Stephen designed it, now “What Happened on Smith Street” is shipping

What Happened on Smith Street

Fountainhead Print has published Erin Rice’s What Happened on Smith Street, now available on Amazon. (Check out Erin’s blog too.)

I did the design and production of the book and cover, which was a first for me. It was refreshing to get to manipulate that much content, to figure out the rhythm, experiment with how the subtleties of typographical tweaks change the feel of the story, and to come up with a cover — almost the opposite design problem as the inside.

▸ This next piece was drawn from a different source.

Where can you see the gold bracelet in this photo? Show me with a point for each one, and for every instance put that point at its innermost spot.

Here’s the scoop on the story:

Written by a true insider who had a front-row seat for the demise of Enron, What Happened on Smith Street is a tautly-crafted, suspenseful novel that chronicles the downfall of a corporation; stepping outside the office walls and into the individual ruin that is often overlooked. Shifting markets, unreasonable expectations, failure to heed warning signs–the hallmarks of insatiable consumerism are cleverly portrayed by Erin K. Rice

When it is revealed that two members of the Vantage PLC leadership team are involved in illegal financial transactions, the specter of mistrust taints the entire organization, including company CEO John Allen Wallace III. Wallace’s reputation as an aggressive leader and an imperfect man makes his claim of innocence difficult to swallow. And his lurid involvement with the calculating and brilliant Amanda Parsons, the wife of a talented junior associate at his firm, only adds fuel to the speculative fire.

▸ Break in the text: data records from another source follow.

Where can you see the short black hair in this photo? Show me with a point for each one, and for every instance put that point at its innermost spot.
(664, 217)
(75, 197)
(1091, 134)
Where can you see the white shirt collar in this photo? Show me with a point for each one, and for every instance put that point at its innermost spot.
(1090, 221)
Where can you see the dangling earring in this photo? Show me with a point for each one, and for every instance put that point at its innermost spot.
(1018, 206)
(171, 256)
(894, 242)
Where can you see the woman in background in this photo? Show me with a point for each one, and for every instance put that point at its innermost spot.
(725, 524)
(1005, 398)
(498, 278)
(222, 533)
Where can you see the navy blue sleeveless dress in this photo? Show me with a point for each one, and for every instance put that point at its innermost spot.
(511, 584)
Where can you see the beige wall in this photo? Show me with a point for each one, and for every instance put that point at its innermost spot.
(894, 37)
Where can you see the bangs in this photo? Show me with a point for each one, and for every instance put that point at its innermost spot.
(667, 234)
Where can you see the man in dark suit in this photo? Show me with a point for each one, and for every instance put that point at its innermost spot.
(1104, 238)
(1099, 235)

What Happened on Smith Street is a keen insight to the workings of a corporate powerhouse, as well as a stark reminder that the truth often takes a back seat to sensational fiction.

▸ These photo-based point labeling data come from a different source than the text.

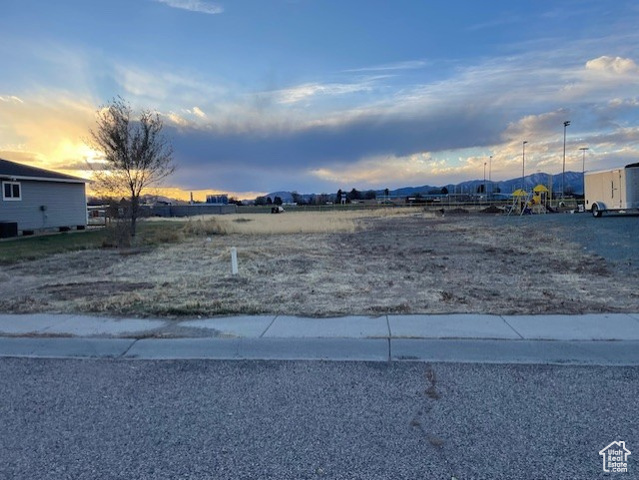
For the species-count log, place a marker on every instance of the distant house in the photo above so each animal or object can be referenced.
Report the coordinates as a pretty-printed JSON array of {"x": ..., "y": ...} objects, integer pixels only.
[{"x": 38, "y": 199}]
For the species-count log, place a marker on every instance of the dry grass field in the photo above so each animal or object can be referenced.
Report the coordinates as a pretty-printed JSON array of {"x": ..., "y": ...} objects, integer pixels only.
[{"x": 327, "y": 264}]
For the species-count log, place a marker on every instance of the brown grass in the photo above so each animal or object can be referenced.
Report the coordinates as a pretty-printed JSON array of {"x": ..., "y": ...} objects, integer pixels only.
[{"x": 324, "y": 264}]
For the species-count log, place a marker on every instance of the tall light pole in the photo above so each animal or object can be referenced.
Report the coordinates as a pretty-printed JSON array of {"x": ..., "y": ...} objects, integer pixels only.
[
  {"x": 490, "y": 168},
  {"x": 523, "y": 162},
  {"x": 563, "y": 170},
  {"x": 485, "y": 191},
  {"x": 583, "y": 168}
]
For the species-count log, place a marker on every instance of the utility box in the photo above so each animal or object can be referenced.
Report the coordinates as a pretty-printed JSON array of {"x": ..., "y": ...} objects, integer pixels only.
[
  {"x": 615, "y": 190},
  {"x": 8, "y": 229}
]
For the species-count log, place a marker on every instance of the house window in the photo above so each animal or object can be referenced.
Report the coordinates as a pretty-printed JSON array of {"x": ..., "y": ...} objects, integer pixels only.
[{"x": 11, "y": 191}]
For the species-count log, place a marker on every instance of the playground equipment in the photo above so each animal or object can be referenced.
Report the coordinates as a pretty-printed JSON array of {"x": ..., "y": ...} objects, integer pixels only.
[{"x": 528, "y": 203}]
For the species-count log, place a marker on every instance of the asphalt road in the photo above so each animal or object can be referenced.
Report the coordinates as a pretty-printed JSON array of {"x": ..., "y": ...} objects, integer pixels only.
[{"x": 93, "y": 419}]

The weird thing is that I worked at a big energy company that nearly went out of business along with Enron, and I’m currently working for a large insurance corporation rocked by bad news with offices on Buffalo Bayou in Houston. I drive home every day past the building that is the “Commerce Museum” in the book and I eat at many of the restaurants named in the book. There was a fiction-world/real-world blurring that happened while I was thinking about and working on this project. It made me wonder whether I was going through life with blinders on, unable to perceive the dramas that might be happening all around me.